Kenyatta remporte la présidentielle boycottée par l'opposition

Le président Uhuru Kenyatta donne un discours au palais présidentiel, à Nairobi, le 21 septembre 2017.

Le président kényan Uhuru Kenyatta a remporté l'élection présidentielle du 26 octobre avec un score à la soviétique (98,26% des voix) à l'issue d'une élection boycottée par l'opposition et dont le pays sort plus que jamais divisé.

Le président de la Commission électorale (IEBC), Wafula Chebukati, a annoncé que M. Kenyatta avait recueilli 7,483 millions de voix, soit 98,26% des voix contre 73.228 à M. Odinga, qui a réuni sur son nom 0,96% des votes, signe que son appel au boycott a été largement respecté par ses partisans.
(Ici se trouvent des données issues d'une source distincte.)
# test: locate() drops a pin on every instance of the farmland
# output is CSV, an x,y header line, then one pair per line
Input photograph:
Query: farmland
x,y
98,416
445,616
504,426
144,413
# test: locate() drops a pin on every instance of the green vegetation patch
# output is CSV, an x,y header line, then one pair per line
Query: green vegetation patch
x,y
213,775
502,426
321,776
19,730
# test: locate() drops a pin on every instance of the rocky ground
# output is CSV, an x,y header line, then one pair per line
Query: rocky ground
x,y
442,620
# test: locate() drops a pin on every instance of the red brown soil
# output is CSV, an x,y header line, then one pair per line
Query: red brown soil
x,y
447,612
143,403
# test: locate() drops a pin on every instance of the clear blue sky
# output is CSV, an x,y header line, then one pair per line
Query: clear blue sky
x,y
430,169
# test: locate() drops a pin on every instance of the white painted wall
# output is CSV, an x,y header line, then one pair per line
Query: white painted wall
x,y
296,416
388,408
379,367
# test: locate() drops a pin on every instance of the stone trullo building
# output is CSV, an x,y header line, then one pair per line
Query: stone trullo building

La participation, élément crucial de ce scrutin, s'élève à 38,8% de l'ensemble des électeurs inscrits, en très forte baisse par rapport au scrutin du 8 août (79%) annulé par la Cour suprême pour "irrégularités". Le taux de participation du 26 octobre est le plus faible enregistré depuis le retour du multipartisme en 1992.

La victoire de M. Kenyatta pourrait faire l'objet de recours en justice. Elle fait aussi craindre de nouvelles violences dans les bastions de l'opposition et soulève déjà dans les médias locaux la question de la légitimité du président au terme d'une élection tronquée.

L'IEBC a en effet annoncé les résultats de la présidentielle sur la base des 266 circonscriptions où le vote a pu avoir lieu jeudi. Elle a considéré que le résultat global sur l'ensemble du pays ne pouvait être remis en cause, même si le scrutin devait finalement être organisé dans l'Ouest. Elle ne s'est pas prononcée lundi sur ce dernier point.

L'écrasante majorité des bureaux de vote de quatre comtés de l'Ouest (Homa Bay, Kisumu, Migori et Siaya) - sur les 47 que compte le pays - n'avaient pas ouvert leurs portes jeudi, en raison d'une situation chaotique et de graves troubles sécuritaires dans ces bastions de l'opposition.

Ainsi, le vote n'avait pu avoir lieu dans 25 circonscriptions (sur 291 au total - 290 à laquelle s'ajoute la circonscription de la diaspora), représentant quelque 9% du corps électoral.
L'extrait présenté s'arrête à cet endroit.